Cependant, le MRV moyen réel a-t-il été déterminé ou y a-t-il une erreur d’évaluation et d’interprétation des résultats ? La réponse est simple, il faut deux stratégies : répétition et enregistrement.

Une autre considération importante est d’établir la relation entre la baisse de performance ou de capacité de récupération et des facteurs externes (stress, problèmes familiaux, maladie, etc.).

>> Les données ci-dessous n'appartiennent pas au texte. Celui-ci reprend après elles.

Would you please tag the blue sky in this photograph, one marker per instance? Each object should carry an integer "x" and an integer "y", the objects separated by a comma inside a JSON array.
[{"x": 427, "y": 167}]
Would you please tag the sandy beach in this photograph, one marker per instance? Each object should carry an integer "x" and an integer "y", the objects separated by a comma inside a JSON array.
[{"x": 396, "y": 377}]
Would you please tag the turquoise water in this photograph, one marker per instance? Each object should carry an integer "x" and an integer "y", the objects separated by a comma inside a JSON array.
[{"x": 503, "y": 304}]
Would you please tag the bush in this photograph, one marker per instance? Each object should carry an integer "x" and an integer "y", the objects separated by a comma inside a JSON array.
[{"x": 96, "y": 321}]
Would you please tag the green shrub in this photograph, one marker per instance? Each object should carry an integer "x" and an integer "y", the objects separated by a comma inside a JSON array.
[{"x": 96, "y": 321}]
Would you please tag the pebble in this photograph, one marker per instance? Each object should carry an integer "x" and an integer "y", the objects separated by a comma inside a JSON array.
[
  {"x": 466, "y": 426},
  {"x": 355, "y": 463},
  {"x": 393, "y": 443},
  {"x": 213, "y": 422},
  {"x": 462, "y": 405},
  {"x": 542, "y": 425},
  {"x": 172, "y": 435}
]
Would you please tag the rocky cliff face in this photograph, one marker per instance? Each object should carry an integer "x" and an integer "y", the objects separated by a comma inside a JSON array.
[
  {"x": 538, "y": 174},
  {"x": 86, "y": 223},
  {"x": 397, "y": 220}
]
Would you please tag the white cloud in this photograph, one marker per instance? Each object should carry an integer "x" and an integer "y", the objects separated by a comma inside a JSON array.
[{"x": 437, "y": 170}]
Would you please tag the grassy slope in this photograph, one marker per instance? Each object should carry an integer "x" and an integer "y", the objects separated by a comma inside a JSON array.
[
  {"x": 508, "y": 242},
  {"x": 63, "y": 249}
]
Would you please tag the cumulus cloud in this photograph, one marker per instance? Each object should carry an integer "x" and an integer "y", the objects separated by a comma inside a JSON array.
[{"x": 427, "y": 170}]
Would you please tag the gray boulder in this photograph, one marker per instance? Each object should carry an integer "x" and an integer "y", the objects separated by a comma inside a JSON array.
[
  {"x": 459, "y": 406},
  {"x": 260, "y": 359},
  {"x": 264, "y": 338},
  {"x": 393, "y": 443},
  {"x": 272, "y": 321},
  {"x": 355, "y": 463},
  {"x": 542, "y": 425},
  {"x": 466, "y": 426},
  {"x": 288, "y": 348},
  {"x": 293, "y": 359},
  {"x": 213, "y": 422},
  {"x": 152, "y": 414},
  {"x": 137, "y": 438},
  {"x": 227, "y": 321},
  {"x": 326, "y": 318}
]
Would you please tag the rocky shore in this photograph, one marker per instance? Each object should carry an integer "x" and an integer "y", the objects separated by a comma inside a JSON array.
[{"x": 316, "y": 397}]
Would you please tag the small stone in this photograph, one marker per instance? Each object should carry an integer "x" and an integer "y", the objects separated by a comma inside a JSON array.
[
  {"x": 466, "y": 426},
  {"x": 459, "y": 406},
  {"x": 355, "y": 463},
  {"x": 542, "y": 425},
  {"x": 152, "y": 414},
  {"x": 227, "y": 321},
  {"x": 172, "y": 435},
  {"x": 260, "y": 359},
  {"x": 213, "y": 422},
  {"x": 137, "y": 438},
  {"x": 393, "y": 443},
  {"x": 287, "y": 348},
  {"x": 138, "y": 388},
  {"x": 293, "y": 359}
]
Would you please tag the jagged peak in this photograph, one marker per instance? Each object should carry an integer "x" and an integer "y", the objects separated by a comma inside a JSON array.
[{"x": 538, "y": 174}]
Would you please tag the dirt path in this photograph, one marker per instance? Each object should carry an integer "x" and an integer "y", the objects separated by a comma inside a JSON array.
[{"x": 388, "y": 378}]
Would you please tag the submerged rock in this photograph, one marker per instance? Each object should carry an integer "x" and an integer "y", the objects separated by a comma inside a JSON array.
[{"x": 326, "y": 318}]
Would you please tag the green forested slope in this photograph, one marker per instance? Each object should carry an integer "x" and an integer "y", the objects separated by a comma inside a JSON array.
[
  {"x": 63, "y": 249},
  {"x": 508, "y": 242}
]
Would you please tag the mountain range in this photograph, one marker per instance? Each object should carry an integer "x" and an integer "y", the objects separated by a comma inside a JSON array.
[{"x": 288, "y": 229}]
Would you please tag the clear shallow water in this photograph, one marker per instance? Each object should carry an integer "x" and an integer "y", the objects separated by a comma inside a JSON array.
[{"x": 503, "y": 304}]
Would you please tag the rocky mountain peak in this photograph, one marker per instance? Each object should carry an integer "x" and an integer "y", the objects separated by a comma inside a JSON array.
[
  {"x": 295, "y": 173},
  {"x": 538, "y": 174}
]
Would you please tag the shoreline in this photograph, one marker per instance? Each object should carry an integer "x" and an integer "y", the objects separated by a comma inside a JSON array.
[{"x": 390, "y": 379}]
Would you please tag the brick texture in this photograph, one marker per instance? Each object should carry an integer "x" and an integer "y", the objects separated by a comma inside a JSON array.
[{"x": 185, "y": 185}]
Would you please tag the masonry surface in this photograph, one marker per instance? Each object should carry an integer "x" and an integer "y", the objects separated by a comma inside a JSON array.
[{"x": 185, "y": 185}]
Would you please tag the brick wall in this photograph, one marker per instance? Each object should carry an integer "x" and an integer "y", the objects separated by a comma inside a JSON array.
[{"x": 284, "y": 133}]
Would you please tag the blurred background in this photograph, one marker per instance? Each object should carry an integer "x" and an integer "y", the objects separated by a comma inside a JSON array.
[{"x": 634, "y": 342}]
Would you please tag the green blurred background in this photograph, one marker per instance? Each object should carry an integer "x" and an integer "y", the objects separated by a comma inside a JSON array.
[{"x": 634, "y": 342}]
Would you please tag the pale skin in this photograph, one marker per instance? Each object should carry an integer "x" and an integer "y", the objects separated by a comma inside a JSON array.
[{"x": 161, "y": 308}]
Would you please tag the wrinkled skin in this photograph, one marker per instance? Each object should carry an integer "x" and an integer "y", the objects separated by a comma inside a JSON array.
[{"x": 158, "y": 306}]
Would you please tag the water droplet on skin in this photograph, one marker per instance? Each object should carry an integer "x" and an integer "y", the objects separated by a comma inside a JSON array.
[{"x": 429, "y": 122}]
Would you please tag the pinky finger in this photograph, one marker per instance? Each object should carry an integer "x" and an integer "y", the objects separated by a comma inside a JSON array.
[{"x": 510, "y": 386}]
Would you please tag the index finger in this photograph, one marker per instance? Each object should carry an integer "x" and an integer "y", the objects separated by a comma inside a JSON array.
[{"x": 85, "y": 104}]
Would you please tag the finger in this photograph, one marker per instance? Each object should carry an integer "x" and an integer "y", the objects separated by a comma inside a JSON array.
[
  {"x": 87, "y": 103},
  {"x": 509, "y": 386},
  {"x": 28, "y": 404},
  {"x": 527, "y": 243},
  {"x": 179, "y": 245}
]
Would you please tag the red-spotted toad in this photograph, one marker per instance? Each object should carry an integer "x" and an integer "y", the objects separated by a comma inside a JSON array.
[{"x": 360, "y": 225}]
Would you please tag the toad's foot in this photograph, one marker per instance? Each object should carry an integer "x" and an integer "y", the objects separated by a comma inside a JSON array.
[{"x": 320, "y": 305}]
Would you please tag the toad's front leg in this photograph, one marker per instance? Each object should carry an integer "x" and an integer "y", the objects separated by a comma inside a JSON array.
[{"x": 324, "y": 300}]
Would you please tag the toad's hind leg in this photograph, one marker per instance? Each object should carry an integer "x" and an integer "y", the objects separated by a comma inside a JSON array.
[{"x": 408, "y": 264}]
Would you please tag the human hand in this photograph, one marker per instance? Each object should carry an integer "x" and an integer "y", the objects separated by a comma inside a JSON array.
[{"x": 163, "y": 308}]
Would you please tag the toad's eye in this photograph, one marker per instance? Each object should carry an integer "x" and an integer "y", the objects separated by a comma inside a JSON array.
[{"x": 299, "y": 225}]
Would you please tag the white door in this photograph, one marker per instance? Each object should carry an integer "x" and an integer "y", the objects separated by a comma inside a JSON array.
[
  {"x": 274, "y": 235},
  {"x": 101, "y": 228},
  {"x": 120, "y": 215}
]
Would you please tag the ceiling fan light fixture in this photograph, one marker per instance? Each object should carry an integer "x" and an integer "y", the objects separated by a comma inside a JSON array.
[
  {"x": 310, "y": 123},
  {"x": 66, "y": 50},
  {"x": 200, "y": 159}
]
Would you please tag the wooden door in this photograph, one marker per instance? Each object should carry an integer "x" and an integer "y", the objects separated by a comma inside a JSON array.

Enfin, voici les étapes à suivre pour déterminer correctement le MRV de manière fiable et valide (Israetel, 2018 ; Israetel & Hoffmann, 2017) :

  1. Commencer le mésocycle avec un volume de travail relativement faible (nombre réduit de séries par groupe musculaire).
  2. Ajouter 1-2 séries par groupe musculaire par semaine.
  3. Identifier le moment où la performance diminue.
  4. Phase de décharge d’entraînement.
  5. Début du nouveau mésocycle (2e) en ajoutant 1-2 séries supplémentaires par groupe musculaire, et répéter les étapes 1-3.
  6. Répéter les étapes 1 à 5 de 2 à 4 fois, puis établir la moyenne des séries par semaine où la performance diminue.
  7. Estimation du MRV actuel.
  8. Augmentation du MRV : utiliser un microcycle à haute intensité après le microcycle où la performance diminue (utilisation d’exercices simples).

Sources bibliographiques

  1. Israetel, M. (2017). General Training: Mesocycle Design for Hypertrophy. Renaissance Periodization.
  2. Revive Stronger (2017). Revive Stronger.
  3. Israetel, M. (2018). How to find your Maximum Recoverable Volume (MRV). Propane Fitness.
  4. Schoenfeld, B., & Grgic, J. (2018). Evidence-based guidelines for resistance training volume to maximize muscle hypertrophy. Strength & Conditioning Journal, 40(4), 107-112.
  5. Krzysztofik, M., Wilk, M., Wojdała, G., & Gołaś, A. (2019). Maximizing Muscle Hypertrophy: A Systematic Review of Advanced Resistance Training Techniques and Methods. International Journal of Environmental Research and Public Health, 16(24), 4897.
  6. Israetel, M. & Hoffmann, J. (2017). Volumen Landmarks for Muscle Growth. Renaissance Periodization.